This measured approach has insulated the portfolio somewhat, which has returned 9.84% on an annual basis for the 10 years ended April 30, from emerging markets volatility, according to Morningstar analyst William Samuel Rocco. In a report on the fund, he noted, “Although [the fund] has struggled to keep up in go-go rallies due to the managers’ price consciousness and quality orientation, it has generally held up well in downturns for the same reasons and it has often outperformed in moderate upswings. As a result, this fund boasts terrific long-term risk-adjusted returns.”
The kinds of high quality companies Johnson favors aren’t particularly cheap right now, and like their developed market counterparts, emerging market blue chips have risen to fairly high valuation levels during risk-wary times. Nonetheless, Johnson maintains it’s still possible to sift through the investment universe to find good, attractively valued, high-quality, growing companies.
“The perception is that emerging markets are a basket case that have gone through a difficult time,” Johnson says. “But there are a lot of solid, growing companies as well. Things are better at the company level than the country level.”

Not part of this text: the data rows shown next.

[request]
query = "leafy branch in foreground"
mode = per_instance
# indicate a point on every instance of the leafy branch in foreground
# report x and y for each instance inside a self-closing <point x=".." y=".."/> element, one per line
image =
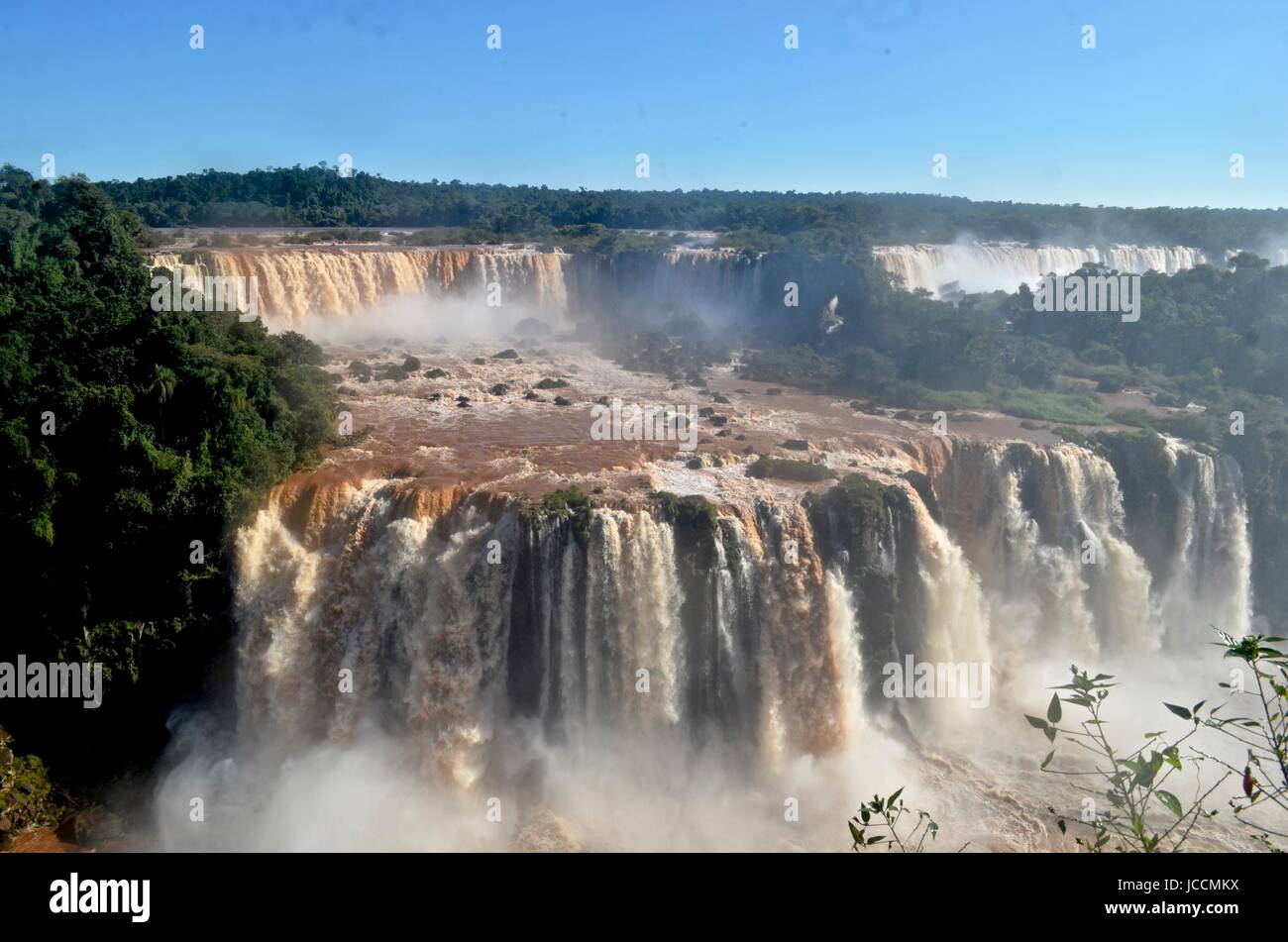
<point x="884" y="815"/>
<point x="1263" y="734"/>
<point x="1131" y="783"/>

He cites Egypt’s CIB (Commercial International Bank) as one of those solid companies. Amid political upheaval, the bank, which was added to the fund in the first quarter of this year, has managed to become a leader in Egypt for its profitability, its number of customers, its market capitalization and its loans and deposit market share. Johnson says that with a new pro-business government regime in place, CIB could see an upturn in corporate borrowing.
Other new names added to the fund in the past few months are AirTac, a Taiwanese company that produces pneumatic factory automation equipment, primarily for mainland China, and Bancolombia, a leading Colombian bank. AirTac, the second-largest company of its kind in the world, sells most of its products in China and fits well with that country’s move from labor-intensive production and manufacturing to automation.